The Implication of VAT Increment to Nigerian Economy
The Federal Executive Council has concluded plans to increase Value Added Tax (VAT) from 5% to 7.2%. This represents a 44% increase as VAT has remained at 5% since January 1, 1994, when it became active.
Sources said the Federal Government’s decision to increase the tax rate is informed by the need to increase government revenues.
The Special Assistant on Digital and New Media to President Buhari, Tolu Ogunlesi, in a tweet, made this public. He said it was one of the decisions taken at the Federal Executive Council meeting held on Wednesday at the Presidential Villa Abuja. He claimed that since Nigeria collected about N1 trillion in VAT in 2018, a 44% increases could generate over N400 billion in additional revenue for the government if everything remains constant.
In multiple tweets, Ogunlesi, however, noted that for VAT to be increased, the National Assembly will have to approve it and pass an amendment to the current VAT ACT following which the president will append his signature.
According to him, the process could take months if not years and part of it will involve “extensive” nationwide consultations which will mostly be with the organised private sector, Nigeria Labour Congress and other labour unions, foreign investors and multilateral organisations, media, state governors and members of the National Assembly.
Meanwhile, Nigeria is widely believed to be facing a revenue crisis following the drop in oil prices in 2014. It is on record that since the Buhari administration assumed power in 2015, government revenue has failed to hit the heights of the immediate past administration which was over N12 trillion.

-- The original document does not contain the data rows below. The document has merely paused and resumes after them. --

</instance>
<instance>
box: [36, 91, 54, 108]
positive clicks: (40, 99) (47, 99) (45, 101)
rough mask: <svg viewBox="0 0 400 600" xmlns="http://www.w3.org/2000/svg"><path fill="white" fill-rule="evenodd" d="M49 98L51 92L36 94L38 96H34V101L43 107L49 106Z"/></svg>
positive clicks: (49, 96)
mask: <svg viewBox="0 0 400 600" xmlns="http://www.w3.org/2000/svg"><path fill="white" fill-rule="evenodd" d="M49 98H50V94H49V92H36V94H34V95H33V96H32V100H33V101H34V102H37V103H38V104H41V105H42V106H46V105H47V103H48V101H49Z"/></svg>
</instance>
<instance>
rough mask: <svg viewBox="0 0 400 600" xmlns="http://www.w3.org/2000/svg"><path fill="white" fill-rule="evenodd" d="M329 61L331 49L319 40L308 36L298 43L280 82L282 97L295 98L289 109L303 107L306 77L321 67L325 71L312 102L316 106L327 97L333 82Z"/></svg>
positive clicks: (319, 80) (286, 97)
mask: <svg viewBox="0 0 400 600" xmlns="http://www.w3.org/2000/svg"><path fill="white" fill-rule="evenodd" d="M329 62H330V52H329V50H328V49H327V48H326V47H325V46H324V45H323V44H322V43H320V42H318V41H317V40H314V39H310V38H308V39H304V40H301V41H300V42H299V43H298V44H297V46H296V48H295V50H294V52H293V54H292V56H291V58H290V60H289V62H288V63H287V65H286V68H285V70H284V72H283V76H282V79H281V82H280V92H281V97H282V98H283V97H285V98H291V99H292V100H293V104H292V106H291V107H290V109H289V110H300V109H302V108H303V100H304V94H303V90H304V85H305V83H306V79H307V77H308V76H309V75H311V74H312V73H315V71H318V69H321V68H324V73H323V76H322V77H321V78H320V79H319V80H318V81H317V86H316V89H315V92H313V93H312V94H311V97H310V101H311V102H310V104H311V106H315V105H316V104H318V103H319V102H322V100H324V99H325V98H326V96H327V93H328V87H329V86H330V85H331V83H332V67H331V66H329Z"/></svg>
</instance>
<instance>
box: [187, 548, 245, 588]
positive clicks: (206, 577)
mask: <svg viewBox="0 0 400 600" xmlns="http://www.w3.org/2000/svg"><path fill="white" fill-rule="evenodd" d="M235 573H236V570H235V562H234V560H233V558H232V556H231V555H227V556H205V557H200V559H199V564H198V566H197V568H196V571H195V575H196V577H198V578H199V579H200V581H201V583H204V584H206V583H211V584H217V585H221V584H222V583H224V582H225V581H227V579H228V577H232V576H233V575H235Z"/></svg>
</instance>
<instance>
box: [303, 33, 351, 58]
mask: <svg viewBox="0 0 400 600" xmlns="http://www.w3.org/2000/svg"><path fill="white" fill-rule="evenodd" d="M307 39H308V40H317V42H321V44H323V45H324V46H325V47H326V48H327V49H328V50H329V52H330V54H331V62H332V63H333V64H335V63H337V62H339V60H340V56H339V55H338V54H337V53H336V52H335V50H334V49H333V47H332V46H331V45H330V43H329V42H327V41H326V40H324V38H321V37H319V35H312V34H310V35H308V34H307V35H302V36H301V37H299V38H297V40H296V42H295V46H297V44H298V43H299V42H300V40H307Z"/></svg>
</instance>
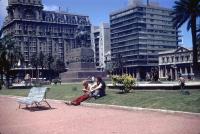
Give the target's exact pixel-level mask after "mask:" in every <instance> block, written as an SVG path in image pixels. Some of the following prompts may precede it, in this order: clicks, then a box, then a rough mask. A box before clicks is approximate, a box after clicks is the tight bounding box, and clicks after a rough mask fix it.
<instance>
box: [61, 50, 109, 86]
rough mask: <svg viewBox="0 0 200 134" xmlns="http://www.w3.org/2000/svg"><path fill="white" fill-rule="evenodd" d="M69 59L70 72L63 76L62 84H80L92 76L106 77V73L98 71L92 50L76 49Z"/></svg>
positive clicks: (70, 53) (93, 54)
mask: <svg viewBox="0 0 200 134" xmlns="http://www.w3.org/2000/svg"><path fill="white" fill-rule="evenodd" d="M68 57H69V62H70V63H69V70H68V71H67V72H64V73H62V74H61V80H62V82H80V81H82V80H86V79H88V78H90V77H92V76H94V77H95V76H100V77H106V73H105V72H100V71H97V70H96V68H95V64H94V52H93V50H92V49H91V48H86V47H83V48H75V49H73V50H72V51H71V52H70V53H69V56H68Z"/></svg>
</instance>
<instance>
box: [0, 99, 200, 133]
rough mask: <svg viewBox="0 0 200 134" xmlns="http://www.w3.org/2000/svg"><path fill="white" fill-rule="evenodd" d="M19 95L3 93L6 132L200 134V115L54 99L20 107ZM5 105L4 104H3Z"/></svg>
mask: <svg viewBox="0 0 200 134" xmlns="http://www.w3.org/2000/svg"><path fill="white" fill-rule="evenodd" d="M15 100H16V97H7V96H0V105H1V107H0V112H1V114H0V120H1V122H0V133H2V134H4V133H6V134H20V133H23V134H35V133H37V134H48V133H56V134H64V133H69V134H79V133H82V134H102V133H104V134H112V133H113V134H133V133H139V134H155V133H159V134H169V133H170V134H177V133H181V134H198V133H199V132H200V128H199V124H200V115H189V114H170V113H162V112H151V111H130V110H119V109H118V110H117V109H110V108H103V107H97V106H92V107H86V106H80V107H73V106H66V105H65V104H64V103H63V102H60V101H54V100H50V103H51V105H52V107H53V108H52V109H44V108H41V109H35V111H34V110H33V111H32V112H31V111H29V110H27V109H18V108H17V103H16V102H15ZM2 106H3V107H2Z"/></svg>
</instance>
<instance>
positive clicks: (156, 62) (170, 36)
mask: <svg viewBox="0 0 200 134" xmlns="http://www.w3.org/2000/svg"><path fill="white" fill-rule="evenodd" d="M171 12H172V10H171V9H167V8H163V7H160V6H159V5H158V4H156V3H151V2H149V1H148V0H147V4H143V3H140V1H139V0H135V1H133V0H130V4H129V6H128V7H127V8H124V9H121V10H118V11H114V12H112V13H111V14H110V29H111V58H112V61H117V60H118V57H120V56H121V57H122V62H123V68H124V70H125V72H127V73H129V74H133V75H134V76H135V77H137V78H138V79H145V76H146V74H147V73H148V72H150V71H151V69H153V68H155V67H158V52H161V51H165V50H170V49H175V48H177V44H178V31H177V29H176V28H174V27H173V22H172V18H173V16H172V15H171Z"/></svg>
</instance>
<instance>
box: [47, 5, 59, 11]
mask: <svg viewBox="0 0 200 134" xmlns="http://www.w3.org/2000/svg"><path fill="white" fill-rule="evenodd" d="M44 10H47V11H59V7H58V6H56V5H44Z"/></svg>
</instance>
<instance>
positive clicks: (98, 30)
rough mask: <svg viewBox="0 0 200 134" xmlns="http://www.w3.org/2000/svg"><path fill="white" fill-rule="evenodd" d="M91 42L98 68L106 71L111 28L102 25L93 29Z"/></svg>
mask: <svg viewBox="0 0 200 134" xmlns="http://www.w3.org/2000/svg"><path fill="white" fill-rule="evenodd" d="M91 42H92V47H93V50H94V54H95V56H94V57H95V63H96V68H97V69H99V70H104V69H105V67H106V60H108V59H106V57H107V56H106V54H107V53H109V52H110V26H109V24H108V23H102V24H101V25H100V26H92V27H91Z"/></svg>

In 2018, total revenue accruing to the Federation Account was about N7.1 trillion compared to budget of N10.4 trillion. It was worse in 2017 at about N4.9 trillion. VAT revenues are also a significant portion of government revenues. In 2018, total VAT revenue accruing to the Federation account was N1.04 trillion or 14% of revenues.
Sources said the Federal Government is in a more precarious situation as last year it budgeted N7.1 trillion as targeted revenue but only actualized N3.8 trillion in collection, out of which, VAT collection was about N146.5 billion (target N207.5 billion).
The implication of a new tax rate is that there will be more money for the States & Local Government which will both collect about 75% of the VAT leaving the Federal Government with 15%.
The Federal Government only makes more money from its share of Company Income Taxes and Custom Import duties where it collected N660 billion and N296.7 billion respectively. Total non-oil revenue was about N1.1 trillion.
Nigerians will have to wait to see how the consultations pan out over the next few months. If the FG is able to convince various stakeholders, then it could likely sign the act amending the increase. Implementation could be January 1st, 2020 just like it was in 1994.
If the tax rate increment is implemented, there will be major push backs from Unions who have also just secured increases in the minimum wage. Also, unions could call for a lesser increase reducing it from 7.2% to anything else above 5%.
Another fact is that VAT is a consumption tax and it is borne by the final consumer who is mostly an ordinary citizen of Nigeria. Meanwhile, in addition to VAT, Nigerians also pay personal income tax, withholding taxes and sales taxes as collected by some state government (Lagos especially). The Nigerian masses will be most hit by a raise as their disposable income will be dented further.
The Executive Chairman of the Federal Inland Revenue Service (FIRS), Babatunde Fowler, also recently reiterated that the payment of VAT on VATable online transactions is required by the law. If this increase is passed by law, there will likely be an increase in online transaction cost.
Nigerians will see an increase in nearly all items except the 11 items that are currently exempted (see page 14). Corporations are merely collecting agents for the government and only incur a VAT cost when they are final consumers or fail to net off their VAT from purchases from VAT on sales.